Un hub continental pour la santé africaine
Face aux défis sanitaires du continent — pénurie de professionnels qualifiés, accès inégal aux soins et dépendance aux technologies étrangères — l’AAHS joue désormais un rôle central en tant que plateforme de formation, de recherche et de coopération. L’académie vise à produire des médecins, infirmiers, chercheurs et spécialistes capables d’apporter des solutions adaptées aux réalités africaines.
Progression des infrastructures et programmes en 2026
Le siège de l’Académie, au sein du Complexe Hospitalo‑Universitaire International Mohammed VI, offre des espaces modernes pour la formation, les conférences scientifiques et la coopération interuniversitaire. Cette année, les programmes se concentrent sur la prévention des maladies, l’innovation pédagogique, l’usage des technologies médicales et le renforcement des compétences des professionnels africains.
Feuille de route panafricaine et coopération
L’AAHS s’inscrit dans la Déclaration de Dakhla, adoptée lors du 1er Sommet africain sur les systèmes de santé et la souveraineté sanitaire. En 2026, elle coordonne des initiatives autour de la santé publique, de la couverture universelle, de la recherche intégrée et de la production locale de médicaments et technologies. L’Académie favorise également la coopération entre pays africains, universités et institutions internationales comme l’OMS, afin de renforcer la souveraineté sanitaire du continent.
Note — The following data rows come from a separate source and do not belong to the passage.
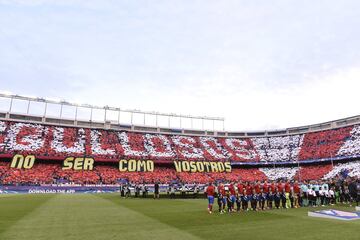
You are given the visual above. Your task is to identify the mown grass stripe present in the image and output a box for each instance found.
[1,194,201,240]
[0,194,55,236]
[2,194,360,240]
[100,195,360,240]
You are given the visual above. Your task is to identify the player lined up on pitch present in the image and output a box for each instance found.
[205,177,360,214]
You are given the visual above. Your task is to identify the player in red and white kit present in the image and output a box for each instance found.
[206,182,215,214]
[217,183,226,213]
[228,182,236,212]
[293,180,300,208]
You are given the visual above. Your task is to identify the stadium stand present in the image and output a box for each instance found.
[0,119,360,185]
[0,160,359,185]
[1,120,360,163]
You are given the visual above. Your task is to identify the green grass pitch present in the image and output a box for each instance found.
[0,194,359,240]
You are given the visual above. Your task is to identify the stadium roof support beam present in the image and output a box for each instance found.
[0,93,225,131]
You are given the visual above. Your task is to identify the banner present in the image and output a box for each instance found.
[10,154,35,169]
[62,157,94,170]
[119,159,154,172]
[0,186,119,194]
[174,161,231,173]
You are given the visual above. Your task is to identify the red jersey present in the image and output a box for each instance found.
[285,183,291,193]
[254,184,261,194]
[277,183,284,192]
[218,185,226,196]
[293,184,300,194]
[263,183,269,193]
[229,184,236,196]
[270,183,276,192]
[246,185,252,195]
[206,185,215,197]
[237,183,244,194]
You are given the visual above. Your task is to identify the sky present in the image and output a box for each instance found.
[0,0,360,131]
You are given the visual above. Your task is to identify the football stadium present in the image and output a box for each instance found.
[1,94,360,240]
[1,1,360,240]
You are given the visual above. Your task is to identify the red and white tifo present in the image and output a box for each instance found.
[1,120,360,163]
[0,119,360,184]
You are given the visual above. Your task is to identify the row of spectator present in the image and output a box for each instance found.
[1,160,359,185]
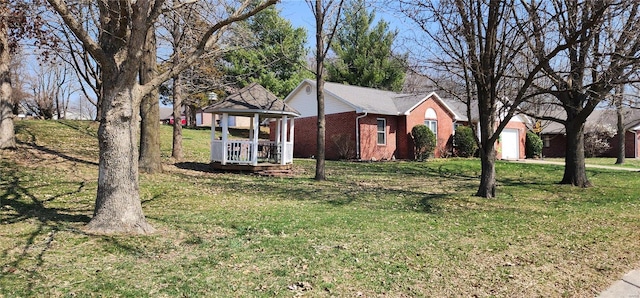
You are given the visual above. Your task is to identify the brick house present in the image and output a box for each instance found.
[539,109,640,158]
[280,79,528,161]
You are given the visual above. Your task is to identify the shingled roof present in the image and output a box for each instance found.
[539,108,640,134]
[203,83,300,117]
[297,79,465,120]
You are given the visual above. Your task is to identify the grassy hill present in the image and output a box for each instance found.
[1,120,640,297]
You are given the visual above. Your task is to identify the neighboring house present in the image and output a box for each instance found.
[159,106,184,125]
[539,109,640,158]
[194,110,251,128]
[282,79,528,161]
[161,106,250,127]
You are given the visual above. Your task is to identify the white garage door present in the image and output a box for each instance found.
[501,129,519,160]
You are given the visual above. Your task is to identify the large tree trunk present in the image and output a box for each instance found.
[561,121,591,187]
[477,143,497,198]
[474,81,498,198]
[86,84,154,234]
[476,100,497,198]
[0,17,15,150]
[315,76,326,180]
[615,85,625,165]
[615,108,625,164]
[314,0,326,181]
[139,27,162,174]
[172,75,183,160]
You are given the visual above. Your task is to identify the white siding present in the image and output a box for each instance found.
[510,115,525,122]
[287,82,355,117]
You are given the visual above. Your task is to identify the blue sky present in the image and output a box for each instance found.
[276,0,416,51]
En 2026, l’Académie africaine des sciences de la santé de Dakhla apparaît comme un outil stratégique pour transformer la santé en Afrique. Grâce à ses programmes de formation, ses initiatives de recherche et sa coopération continentale, elle contribue à bâtir une autonomie sanitaire durable et à renforcer la résilience des systèmes de santé africains face aux défis actuels et futurs.